El 21 de marzo es el Día Mundial de la poesía, el arte que para la R.A.E es el de “componer obras en prosa o verso con el fin de crear belleza” o para los griegos la misma “creación”, siendo Calíope‒ “la de la bella voz” ‒ su principal musa entre la jerarquía de las hijas de Zeus o para Bécquer, por ejemplo, “poesía eres tú” y así debe ser, aunque algunos no tengamos la azulada y marítima pupila…

Sea como sea la poesía y en su expresión más sublimada la lírica, que expresa el “yo íntimo” como hacía Safo, la de Mitelene, está estrechamente vinculada a la música o es música en sí misma ya que la “palabra hablada” es la base de la “palabra cantada” resultando los seres humanos los que desarrollamos más tan intensa y precisa forma de comunicación. Un regalo de Thoth que nos concede la potestad de designar a cada cosa por su nombre y por tanto de hacer eterno aquello que se escribe.

La melodía, la sucesión ordenada de alturas de sonidos, esta “voz cantada”, se convierte así en el alma de la poesía y de la música y a la par en la forma más universal de comunicación entre nosotros sin que pueda ser desbancada por ningún otro “invento”. “La melodía será eterna, como el mar, como el agua, como la noche, como una flor. Siempre distinta, siempre nueva, pero siempre ella misma para expresar el sentimiento de la música, para cantar la efusión de nuestros corazones” ‒Antón García Abril, compositor y Maestro‒.
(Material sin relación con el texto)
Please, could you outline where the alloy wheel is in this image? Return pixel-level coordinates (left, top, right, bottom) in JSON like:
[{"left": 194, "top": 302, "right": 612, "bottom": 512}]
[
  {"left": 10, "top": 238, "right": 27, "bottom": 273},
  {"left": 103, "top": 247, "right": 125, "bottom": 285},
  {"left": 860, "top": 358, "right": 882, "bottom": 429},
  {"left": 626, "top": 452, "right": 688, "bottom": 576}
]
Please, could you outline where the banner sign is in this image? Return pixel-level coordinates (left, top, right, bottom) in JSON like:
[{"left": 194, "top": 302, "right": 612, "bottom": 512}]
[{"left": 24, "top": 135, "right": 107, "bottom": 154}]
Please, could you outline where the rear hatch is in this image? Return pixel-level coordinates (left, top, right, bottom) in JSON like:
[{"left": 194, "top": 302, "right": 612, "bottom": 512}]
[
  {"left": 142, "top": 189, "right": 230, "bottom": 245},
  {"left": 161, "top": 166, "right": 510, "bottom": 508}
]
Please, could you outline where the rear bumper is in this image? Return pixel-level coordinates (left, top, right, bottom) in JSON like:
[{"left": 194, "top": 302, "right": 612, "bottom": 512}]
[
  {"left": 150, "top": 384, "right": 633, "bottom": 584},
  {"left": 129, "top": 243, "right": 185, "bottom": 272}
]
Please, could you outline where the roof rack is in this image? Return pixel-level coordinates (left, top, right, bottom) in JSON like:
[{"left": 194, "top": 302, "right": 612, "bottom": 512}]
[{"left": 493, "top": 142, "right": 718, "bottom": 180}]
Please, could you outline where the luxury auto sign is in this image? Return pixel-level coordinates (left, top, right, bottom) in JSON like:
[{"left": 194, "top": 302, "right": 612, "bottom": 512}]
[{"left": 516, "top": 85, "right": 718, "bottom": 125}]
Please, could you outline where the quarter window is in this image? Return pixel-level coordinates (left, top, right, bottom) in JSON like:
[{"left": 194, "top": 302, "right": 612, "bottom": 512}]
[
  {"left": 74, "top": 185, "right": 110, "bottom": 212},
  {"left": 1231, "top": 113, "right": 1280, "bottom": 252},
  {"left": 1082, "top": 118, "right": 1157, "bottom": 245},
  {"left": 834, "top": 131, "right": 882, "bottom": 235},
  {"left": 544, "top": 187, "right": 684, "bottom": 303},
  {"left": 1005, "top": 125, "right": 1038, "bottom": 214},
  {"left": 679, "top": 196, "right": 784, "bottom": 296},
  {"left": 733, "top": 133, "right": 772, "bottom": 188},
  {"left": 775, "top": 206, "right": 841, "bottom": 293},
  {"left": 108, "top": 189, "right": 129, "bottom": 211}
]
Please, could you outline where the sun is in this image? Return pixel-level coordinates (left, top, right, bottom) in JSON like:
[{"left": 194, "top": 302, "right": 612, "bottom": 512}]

Toda la obra de Mozart es una canción‒ la de todos, realmente, pero Mozart es… “el Divino” ‒; Puccini afirma que “ninguna música podría existir sin melodía”; Wagner que “la melodía viene de Dios y el resto de nuestro cerebro” y más allá de los clásicos, otros Maestros de la canción como Atahualpa Yupanki, este indio solemne, poderoso y solitario nos cuenta: “La guitarra antes de ser instrumento fue árbol y en él cantaban los pájaros. La madera sabía de música mucho antes de ser instrumento”.

Sí. Como las caracolas, que graban el rumor perpetuo de las aguas oceánicas vertiéndolas en nuestros oídos … ¿Cuántas veces nos hermanamos con tantas melodías?; ¿Por qué nos conmueven?; ¿Cómo se hacen nuestras si no nos pertenecen?… Quizás tengamos que remontarnos al lejano mundo de Thoth, conduciéndonos su palabra hacia cada Ítaca y detenernos un instante en los emporios de Fenicia y proseguir hacia otros puertos, puede que antes nunca vistos, pero perfumados, seguramente, de jazmines y de romero‒ sólo romero‒.